No Rep (Madd CrossFit 1)
I couldn’t really complain, though.
I mean, who could when you became a New York Times Bestselling Author based on your notoriety for solving a case that was thought to be unsolvable in over thirty-two states?
“Sorry, sir,” the cop repeated again as I passed.
I grunted a ‘whatever’ and headed for the porch, spotting the newest hire, Schultz, now standing next to the chief.
My eyes met his, and I jerked my chin up in recognition. “Schultz.”
“Taos,” he replied amicably. “How are you?”
Then he winced.
I snorted and said, “There’s no love lost between me and Maria. Fuckin’ sucks that it happened to her but… yeah. Bad divorce.”
“You know that song ‘I Don’t Fuck With You’ by Big Sean?” I heard one of the other officers reply behind me.
I snorted.
That song had been written by the rapper about a woman that’d done him wrong.

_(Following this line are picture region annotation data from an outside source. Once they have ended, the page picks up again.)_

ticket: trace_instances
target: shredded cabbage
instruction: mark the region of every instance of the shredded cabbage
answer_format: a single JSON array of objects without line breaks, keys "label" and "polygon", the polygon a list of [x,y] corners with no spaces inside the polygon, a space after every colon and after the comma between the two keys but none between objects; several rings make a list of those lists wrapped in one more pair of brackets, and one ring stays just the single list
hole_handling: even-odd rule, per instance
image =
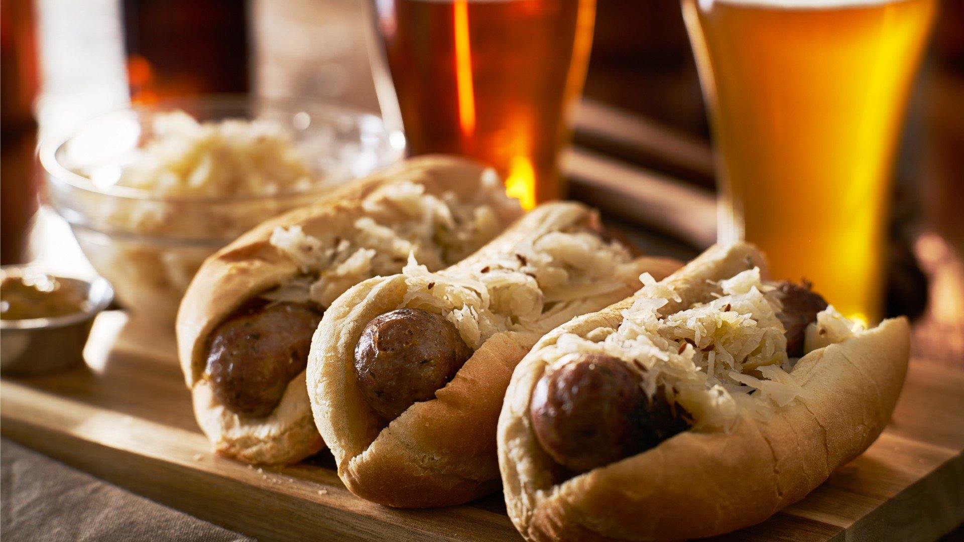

Pretty much the entire song was telling her to fuck off.
I’d gotten that a lot right after I’d broken it off with my ex.
Let’s just say Maria hadn’t endeared herself to anybody at the Paris Texas Police Department.
Not only had she gone out of her way to make my life a living hell, she went out of her way to make everyone’s life a living hell whenever she couldn’t get a hold of me.
That meant making random 911 calls to dispatch when she couldn’t find me because she was ‘worried.’
What the fuck ever.
I was so going to hell.
“Boys,” Chief Wilkerson grumbled. “Get in here, Brady.”
I rolled my eyes.
At any given time, I could be called by multiple names. Taos. Taos Brady. Taos Dean Brady. Or my pseudonym, Brady Dean.
I answered to all of them but my pseudonym at this point because I thought it was fuckin’ weird how people thought I was someone special just because I could write a book.
I followed Schultz and the chief into the house, feeling a sense of nostalgia roll over me.
I’d worked my fuckin’ ass off to buy this house.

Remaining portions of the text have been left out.